[llvm] 62fd332 - [InstCombine] Optimize usub.sat pattern (#151044)
via llvm-commits
llvm-commits at lists.llvm.org
Tue Sep 2 09:47:07 PDT 2025
Author: Nimit Sachdeva
Date: 2025-09-02T16:47:03Z
New Revision: 62fd3320850c7632109b1f282d2db1fb89d9b453
URL: https://github.com/llvm/llvm-project/commit/62fd3320850c7632109b1f282d2db1fb89d9b453
DIFF: https://github.com/llvm/llvm-project/commit/62fd3320850c7632109b1f282d2db1fb89d9b453.diff
LOG: [InstCombine] Optimize usub.sat pattern (#151044)
Fixes #79690
Generalized proof: https://alive2.llvm.org/ce/z/22ybrr
---------
Co-authored-by: Nimit Sachdeva <nimsach at amazon.com>
Added:
llvm/test/Transforms/InstCombine/usub_sat_to_msb_mask.ll
Modified:
llvm/lib/Transforms/InstCombine/InstCombineSelect.cpp
Removed:
################################################################################
diff --git a/llvm/lib/Transforms/InstCombine/InstCombineSelect.cpp b/llvm/lib/Transforms/InstCombine/InstCombineSelect.cpp
index eb4332fbc0959..ba8b4c47e8f88 100644
--- a/llvm/lib/Transforms/InstCombine/InstCombineSelect.cpp
+++ b/llvm/lib/Transforms/InstCombine/InstCombineSelect.cpp
@@ -1993,6 +1993,63 @@ Value *InstCombinerImpl::foldSelectWithConstOpToBinOp(ICmpInst *Cmp,
return BinOp;
}
+/// Folds:
+/// %a_sub = call @llvm.usub.sat(x, IntConst1)

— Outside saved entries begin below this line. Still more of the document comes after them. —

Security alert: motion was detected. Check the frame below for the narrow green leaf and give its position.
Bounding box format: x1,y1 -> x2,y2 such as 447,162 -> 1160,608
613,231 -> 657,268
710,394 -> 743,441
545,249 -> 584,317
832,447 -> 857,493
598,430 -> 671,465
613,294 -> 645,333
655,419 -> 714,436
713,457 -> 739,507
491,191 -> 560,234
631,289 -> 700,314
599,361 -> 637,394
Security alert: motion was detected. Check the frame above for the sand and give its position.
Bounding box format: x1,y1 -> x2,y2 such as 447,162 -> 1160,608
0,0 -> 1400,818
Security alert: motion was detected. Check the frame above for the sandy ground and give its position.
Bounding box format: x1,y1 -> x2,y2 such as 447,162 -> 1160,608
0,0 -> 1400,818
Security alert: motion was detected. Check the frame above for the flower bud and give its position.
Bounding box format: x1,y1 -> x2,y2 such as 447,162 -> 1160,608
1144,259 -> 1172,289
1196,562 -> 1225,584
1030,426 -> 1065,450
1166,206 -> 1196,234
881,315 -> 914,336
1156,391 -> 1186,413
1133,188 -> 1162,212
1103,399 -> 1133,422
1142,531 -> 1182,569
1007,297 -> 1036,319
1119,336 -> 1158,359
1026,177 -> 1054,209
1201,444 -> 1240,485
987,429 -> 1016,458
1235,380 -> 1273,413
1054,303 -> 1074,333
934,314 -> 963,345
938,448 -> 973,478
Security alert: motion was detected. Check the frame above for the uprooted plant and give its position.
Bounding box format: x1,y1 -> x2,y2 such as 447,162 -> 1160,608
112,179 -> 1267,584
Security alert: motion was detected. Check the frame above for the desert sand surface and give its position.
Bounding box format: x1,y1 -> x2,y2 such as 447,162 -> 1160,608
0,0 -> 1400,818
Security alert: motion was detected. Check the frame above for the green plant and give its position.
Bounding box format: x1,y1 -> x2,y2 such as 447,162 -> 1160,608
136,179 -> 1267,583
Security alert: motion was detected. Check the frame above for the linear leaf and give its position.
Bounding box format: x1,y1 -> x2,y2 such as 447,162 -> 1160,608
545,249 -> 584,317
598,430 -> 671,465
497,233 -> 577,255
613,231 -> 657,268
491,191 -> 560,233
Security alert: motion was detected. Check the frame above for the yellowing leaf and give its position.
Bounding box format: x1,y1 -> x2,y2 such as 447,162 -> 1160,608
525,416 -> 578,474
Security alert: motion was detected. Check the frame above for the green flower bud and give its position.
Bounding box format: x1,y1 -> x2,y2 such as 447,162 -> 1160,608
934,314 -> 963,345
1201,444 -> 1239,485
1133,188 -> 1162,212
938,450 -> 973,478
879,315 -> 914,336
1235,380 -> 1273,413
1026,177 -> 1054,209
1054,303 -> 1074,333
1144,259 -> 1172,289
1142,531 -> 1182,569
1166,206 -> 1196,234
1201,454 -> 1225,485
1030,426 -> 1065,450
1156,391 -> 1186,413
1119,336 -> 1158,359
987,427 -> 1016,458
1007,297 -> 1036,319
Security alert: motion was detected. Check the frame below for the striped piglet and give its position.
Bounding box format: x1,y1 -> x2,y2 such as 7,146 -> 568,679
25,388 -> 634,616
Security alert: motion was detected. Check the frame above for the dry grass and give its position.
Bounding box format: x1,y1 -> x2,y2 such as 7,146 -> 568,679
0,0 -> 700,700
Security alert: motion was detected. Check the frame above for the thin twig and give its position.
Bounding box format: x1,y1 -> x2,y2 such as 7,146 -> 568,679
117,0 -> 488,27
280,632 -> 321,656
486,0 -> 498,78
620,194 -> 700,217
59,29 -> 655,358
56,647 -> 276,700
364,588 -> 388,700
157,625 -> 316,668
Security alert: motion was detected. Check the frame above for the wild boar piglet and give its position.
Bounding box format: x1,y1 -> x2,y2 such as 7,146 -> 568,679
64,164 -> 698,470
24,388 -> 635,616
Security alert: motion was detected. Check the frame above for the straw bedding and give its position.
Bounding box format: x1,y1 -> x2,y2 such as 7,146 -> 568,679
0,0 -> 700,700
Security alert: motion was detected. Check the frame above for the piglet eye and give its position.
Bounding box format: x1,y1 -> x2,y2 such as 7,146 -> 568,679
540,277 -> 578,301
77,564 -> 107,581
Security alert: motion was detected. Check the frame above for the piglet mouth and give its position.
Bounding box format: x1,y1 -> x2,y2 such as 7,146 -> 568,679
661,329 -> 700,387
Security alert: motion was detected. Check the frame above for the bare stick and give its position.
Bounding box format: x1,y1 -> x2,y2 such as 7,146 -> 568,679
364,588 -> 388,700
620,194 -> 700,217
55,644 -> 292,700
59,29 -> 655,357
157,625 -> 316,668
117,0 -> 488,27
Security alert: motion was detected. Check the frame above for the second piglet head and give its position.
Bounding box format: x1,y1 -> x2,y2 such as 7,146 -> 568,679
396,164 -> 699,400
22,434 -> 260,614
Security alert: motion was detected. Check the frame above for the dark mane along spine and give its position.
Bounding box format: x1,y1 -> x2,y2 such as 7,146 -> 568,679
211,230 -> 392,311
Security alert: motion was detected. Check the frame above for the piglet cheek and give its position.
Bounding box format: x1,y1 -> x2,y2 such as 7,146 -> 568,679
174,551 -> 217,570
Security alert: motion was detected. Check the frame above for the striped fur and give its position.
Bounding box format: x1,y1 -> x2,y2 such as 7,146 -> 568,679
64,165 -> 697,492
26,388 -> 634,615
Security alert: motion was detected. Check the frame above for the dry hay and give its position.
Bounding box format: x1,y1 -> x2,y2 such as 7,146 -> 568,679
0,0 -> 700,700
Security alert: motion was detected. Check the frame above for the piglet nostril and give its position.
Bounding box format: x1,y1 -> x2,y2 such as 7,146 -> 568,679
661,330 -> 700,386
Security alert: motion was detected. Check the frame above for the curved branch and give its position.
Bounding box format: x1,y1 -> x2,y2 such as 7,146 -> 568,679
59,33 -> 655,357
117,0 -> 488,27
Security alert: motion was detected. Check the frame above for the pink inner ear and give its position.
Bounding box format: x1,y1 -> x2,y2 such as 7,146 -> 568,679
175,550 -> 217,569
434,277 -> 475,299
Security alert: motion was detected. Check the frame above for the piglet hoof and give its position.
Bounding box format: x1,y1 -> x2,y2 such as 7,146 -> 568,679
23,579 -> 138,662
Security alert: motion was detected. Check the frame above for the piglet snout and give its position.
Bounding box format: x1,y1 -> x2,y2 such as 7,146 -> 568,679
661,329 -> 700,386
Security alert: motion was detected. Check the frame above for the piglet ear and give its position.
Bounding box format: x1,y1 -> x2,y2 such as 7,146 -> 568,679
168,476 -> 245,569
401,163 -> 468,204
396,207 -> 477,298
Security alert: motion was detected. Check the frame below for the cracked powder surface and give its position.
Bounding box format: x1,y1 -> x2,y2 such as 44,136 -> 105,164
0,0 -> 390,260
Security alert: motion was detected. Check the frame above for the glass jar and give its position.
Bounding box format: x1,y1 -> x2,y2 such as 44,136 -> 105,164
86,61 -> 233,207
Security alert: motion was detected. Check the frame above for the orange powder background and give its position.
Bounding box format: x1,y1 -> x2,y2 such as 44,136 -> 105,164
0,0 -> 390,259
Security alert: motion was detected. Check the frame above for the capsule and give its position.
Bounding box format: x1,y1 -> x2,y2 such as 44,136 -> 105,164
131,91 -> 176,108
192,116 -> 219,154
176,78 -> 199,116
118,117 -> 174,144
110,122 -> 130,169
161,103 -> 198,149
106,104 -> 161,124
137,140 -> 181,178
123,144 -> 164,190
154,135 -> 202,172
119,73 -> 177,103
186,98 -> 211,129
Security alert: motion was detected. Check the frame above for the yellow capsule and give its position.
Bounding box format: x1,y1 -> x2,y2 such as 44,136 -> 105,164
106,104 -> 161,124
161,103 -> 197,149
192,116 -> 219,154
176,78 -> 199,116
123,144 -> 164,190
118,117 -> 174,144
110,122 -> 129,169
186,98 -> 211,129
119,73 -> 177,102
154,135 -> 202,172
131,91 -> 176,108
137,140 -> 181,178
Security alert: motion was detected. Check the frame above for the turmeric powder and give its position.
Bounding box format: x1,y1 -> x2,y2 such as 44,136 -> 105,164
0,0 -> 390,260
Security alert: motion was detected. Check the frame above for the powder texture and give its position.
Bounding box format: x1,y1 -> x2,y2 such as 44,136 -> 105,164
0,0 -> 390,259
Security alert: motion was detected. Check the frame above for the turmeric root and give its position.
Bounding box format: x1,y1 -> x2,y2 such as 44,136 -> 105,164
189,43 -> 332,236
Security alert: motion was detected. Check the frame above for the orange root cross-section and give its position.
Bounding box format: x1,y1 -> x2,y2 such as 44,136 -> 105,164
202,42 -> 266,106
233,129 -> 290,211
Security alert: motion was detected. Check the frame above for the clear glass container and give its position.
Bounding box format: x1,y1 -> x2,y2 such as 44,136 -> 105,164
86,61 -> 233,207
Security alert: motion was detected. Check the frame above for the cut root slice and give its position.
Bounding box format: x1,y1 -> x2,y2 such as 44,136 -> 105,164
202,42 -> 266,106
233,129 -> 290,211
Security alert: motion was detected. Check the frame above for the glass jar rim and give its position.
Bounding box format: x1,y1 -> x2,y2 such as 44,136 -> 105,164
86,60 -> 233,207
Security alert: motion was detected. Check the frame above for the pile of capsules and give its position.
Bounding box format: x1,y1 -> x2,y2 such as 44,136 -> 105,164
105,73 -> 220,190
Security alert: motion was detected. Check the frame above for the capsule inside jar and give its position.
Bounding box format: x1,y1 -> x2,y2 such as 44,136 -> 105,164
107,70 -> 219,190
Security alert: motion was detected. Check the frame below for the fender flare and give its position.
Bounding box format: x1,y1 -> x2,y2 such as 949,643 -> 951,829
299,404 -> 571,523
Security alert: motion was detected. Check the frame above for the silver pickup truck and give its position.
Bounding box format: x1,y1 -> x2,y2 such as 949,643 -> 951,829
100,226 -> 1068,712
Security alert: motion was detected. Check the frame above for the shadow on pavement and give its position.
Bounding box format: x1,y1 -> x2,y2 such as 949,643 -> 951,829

+/// %b_sub = call @llvm.usub.sat(y, IntConst2)
+/// %or = or %a_sub, %b_sub
+/// %cmp = icmp eq %or, 0
+/// %sel = select %cmp, 0, MostSignificantBit
+/// into:
+/// %a_sub' = usub.sat(x, IntConst1 - MostSignificantBit)
+/// %b_sub' = usub.sat(y, IntConst2 - MostSignificantBit)
+/// %or = or %a_sub', %b_sub'
+/// %and = and %or, MostSignificantBit
+/// Likewise, for vector arguments as well.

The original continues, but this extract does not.